Pour l’honneur de l’esprit humain, tel est le titre choisi par le mathématicien Jean Dieudonné pour son histoire des mathématiques 1. Il se veut une prise de position en faveur de l’autonomie des mathématiques vis-à-vis de toute préoccupation utilitaire. Le titre reflète aussi une façon de raconter l’histoire d’une discipline qui se déploie dans son univers propre, sans lien avec le monde extérieur.
Il est pourtant une autre façon de raconter l’histoire des mathématiques. Elle consiste à prendre en compte les forces sociales qui leur ont permis de naître et de se développer. Cette approche ne remet pas en cause l’universalité des mathématiques, mais, au contraire, montre à quelles conditions cette universalité a pu émerger.

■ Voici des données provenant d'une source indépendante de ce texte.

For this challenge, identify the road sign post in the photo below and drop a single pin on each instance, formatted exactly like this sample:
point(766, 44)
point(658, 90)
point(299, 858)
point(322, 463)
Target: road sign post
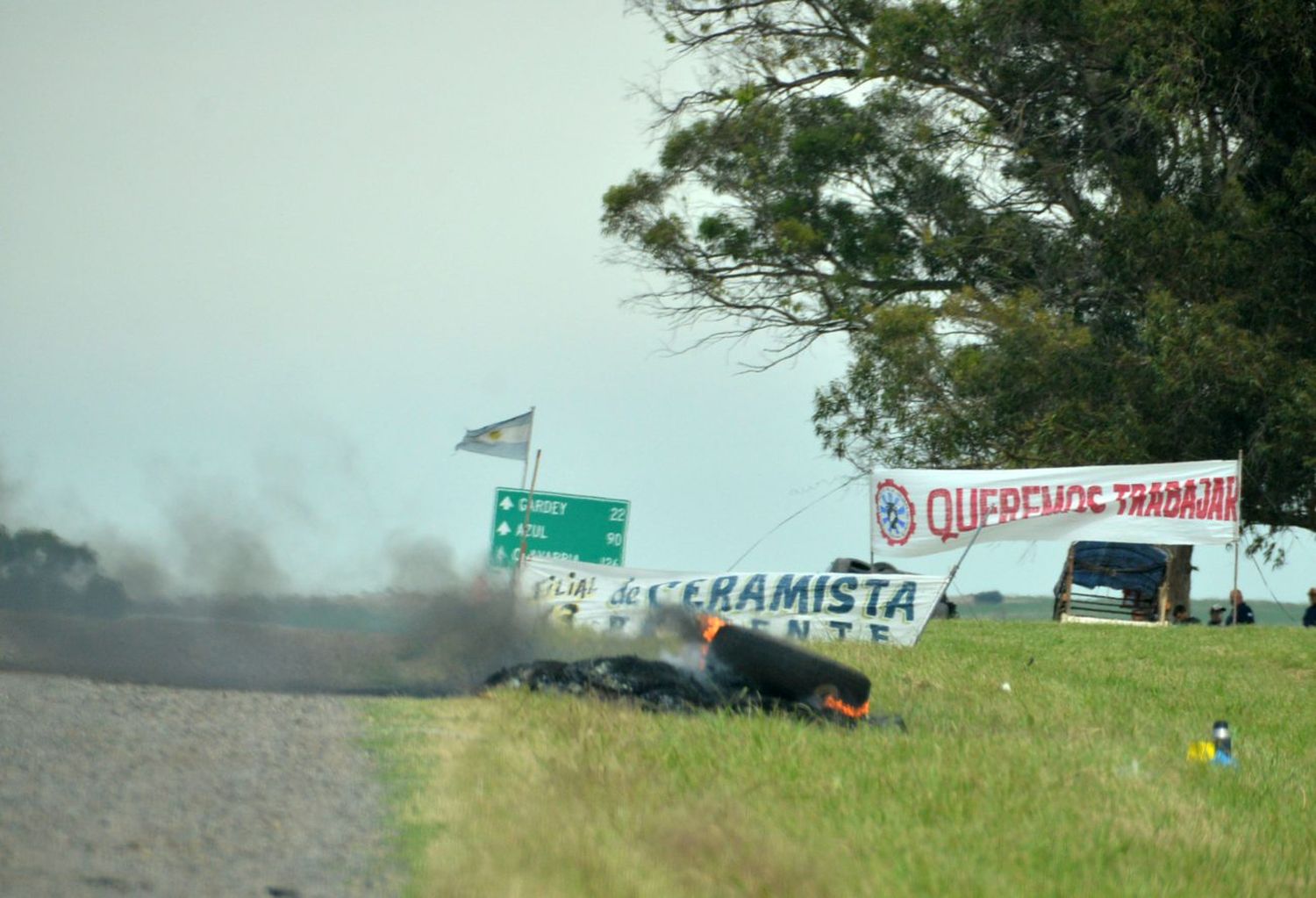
point(561, 526)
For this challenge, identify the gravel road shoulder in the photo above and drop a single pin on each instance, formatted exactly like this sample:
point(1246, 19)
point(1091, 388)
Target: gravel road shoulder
point(112, 789)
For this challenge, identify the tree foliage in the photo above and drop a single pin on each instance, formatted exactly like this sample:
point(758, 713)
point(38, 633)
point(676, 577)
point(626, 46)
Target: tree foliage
point(41, 571)
point(1076, 232)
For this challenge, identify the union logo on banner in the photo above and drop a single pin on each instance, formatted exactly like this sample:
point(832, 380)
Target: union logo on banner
point(895, 513)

La géométrie, un don du Nil ?
Dans le Livre XVII de sa Géographie, le Grec Strabon raconte que la géométrie serait née en Égypte des besoins de l’arpentage. Comme les crues du Nil inondaient chaque année les champs, il fallait refaire systématiquement le bornage des terres cultivables et pour cela « recommencer, et toujours et toujours, le mesurage ou arpentage des champs. On veut même que ce soit là l’origine de la géométrie 2. »
La géométrie fille de l’agriculture ? Le problème est commun à l’Égypte, à la Mésopotamie, à l’Inde ou à la Chine antique. L’administration centralisée des activités agricoles exige aussi la mesure des champs pour calculer le montant des impôts ou régler les héritages.
Si la géométrie est fille de l’arpentage, l’arithmétique, elle, serait née du commerce et de la comptabilité. En Mésopotamie, les grands propriétaires comptent leurs bêtes avant de les confier aux bergers. Ils utilisent pour cela un système de jetons en argile, appelés calculi (petits cailloux). Le commerce (du bois, du blé, de l’huile, etc.) exige aussi de calculer prix et proportions, ce qui conduit à mettre au point un système de calcul (en base 60) ; à utiliser des opérations telles qu’addition, soustraction, multiplication ou calcul de racine carrée ; mais aussi à calculer des fractions et effectuer des règles de trois. La connaissance des mathématiques est alors le privilège des castes chargées de la collecte des impôts ou du commerce. En Mésopotamie, en Égypte, en Chine ou en Inde, les premiers écrits mathématiques révèlent tous le même type de problèmes : il y est question de mesures de terrains, de volumes de céréales, de calculs d’impôts. Ainsi sont posées les bases des mathématiques.
Les logiques sociales continuent à peser sur les mathématiques. L’étude des coniques par exemple – domaine de prédilection de la géométrie grecque – s’est développée en lien avec l’architecture des monuments, aux piliers coniques. L’algèbre se déploie en terre d’Islam, dans un monde de marchands. Et c’est encore le commerce qui stimule l’arrivée de l’algèbre en Italie au Moyen Âge. Le calcul des probabilités, lui, naît au 17e siècle en lien avec les jeux de hasard, déjà très prisés à l’époque de Pascal 3. La statistique s’est déployée au 19e siècle avec les grandes enquêtes sur les populations. Aujourd’hui encore, le big data (gestion des données numériques) est une source de nouveaux questionnements pour la création mathématique 4.